August 10, 2020 -- A large number of people who contract the coronavirus don’t fully recover in a few weeks, and many of them are experiencing chronic fatigue.
More than a third of those who have tested positive for COVID-19 and have symptoms don’t feel like they’re back to normal, even weeks later, according to a new CDC report.
“COVID-19 can result in prolonged illness, even among young adults without underlying chronic medical conditions,” the CDC COVID-19 Response Team wrote.
About 35% of people surveyed for the study said they weren’t back to their “usual state of health,” according to the report. Among those between ages 18-34 without prior chronic medical conditions, one in five said they hadn’t completely recovered.
Scientists are beginning to study whether the coronavirus may create post-viral issues such as myalgic encephalomyelitis, which is also known as chronic fatigue syndrome. Common symptoms include brain fog, fatigue, pain, immune issues, and malaise after exercise.
Those who are experiencing long-term symptoms after contracting the coronavirus — called the “COVID long-haulers” — are beginning to talk about the months-long issues they’ve had, according to CNN.
Tens of thousands of people have joined online support groups on social media, private chat channels and special interest websites, where they can talk about their symptoms and what to do as they recover.
Several lawmakers are paying attention, too, and created a bill called the “Understanding COVID-19 Subsets and ME/CFS Act.” The proposal would pour $60 million of federal funding into research projects that would help scientists to understand the long-term effects of the coronavirus.

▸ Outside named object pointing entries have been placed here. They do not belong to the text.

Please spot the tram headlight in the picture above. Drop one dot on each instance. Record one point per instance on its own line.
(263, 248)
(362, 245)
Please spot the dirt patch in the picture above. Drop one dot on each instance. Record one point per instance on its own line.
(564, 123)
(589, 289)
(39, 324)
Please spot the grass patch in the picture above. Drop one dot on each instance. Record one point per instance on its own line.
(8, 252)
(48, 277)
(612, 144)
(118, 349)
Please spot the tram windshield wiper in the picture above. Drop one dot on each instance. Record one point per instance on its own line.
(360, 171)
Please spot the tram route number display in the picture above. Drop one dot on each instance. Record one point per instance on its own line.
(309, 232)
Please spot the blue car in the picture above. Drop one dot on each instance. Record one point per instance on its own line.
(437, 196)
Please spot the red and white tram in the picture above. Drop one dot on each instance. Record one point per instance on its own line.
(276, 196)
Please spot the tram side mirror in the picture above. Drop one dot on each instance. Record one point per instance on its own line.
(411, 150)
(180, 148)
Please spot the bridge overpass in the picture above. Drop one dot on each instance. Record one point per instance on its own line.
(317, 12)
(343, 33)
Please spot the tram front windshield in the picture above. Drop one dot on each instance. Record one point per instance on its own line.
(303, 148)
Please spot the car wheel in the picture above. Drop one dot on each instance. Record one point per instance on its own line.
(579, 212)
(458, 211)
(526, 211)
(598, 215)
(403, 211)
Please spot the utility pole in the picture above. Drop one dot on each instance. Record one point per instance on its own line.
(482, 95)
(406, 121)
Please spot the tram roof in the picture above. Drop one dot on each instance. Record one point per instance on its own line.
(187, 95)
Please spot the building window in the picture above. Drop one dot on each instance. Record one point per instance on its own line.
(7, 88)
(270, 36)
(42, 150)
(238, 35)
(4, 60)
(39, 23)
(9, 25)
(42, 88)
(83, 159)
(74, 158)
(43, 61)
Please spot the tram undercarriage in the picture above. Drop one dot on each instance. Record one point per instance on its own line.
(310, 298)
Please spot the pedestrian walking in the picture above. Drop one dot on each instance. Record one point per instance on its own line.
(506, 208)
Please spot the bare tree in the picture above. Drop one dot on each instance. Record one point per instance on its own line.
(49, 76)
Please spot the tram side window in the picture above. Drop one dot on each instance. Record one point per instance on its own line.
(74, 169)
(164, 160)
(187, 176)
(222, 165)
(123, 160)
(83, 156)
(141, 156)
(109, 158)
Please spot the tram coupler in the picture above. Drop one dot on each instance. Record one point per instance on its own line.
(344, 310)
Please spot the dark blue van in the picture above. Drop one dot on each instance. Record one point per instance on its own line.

“COVID-19 gives us an unprecedented opportunity to advance our understanding of post-viral disease,” Ami Mac, MD, director of translational medicine at Stanford University’s Genome Technology Center, told CNN. Mac has chronic fatigue syndrome and researches neuroinflammatory conditions that arise after someone has contracted a virus.
“This could result in a longstanding public health disaster leaving in its wake untold numbers of new sufferers of a condition that feels like a ‘living death’ for those of us afflicted,” she said.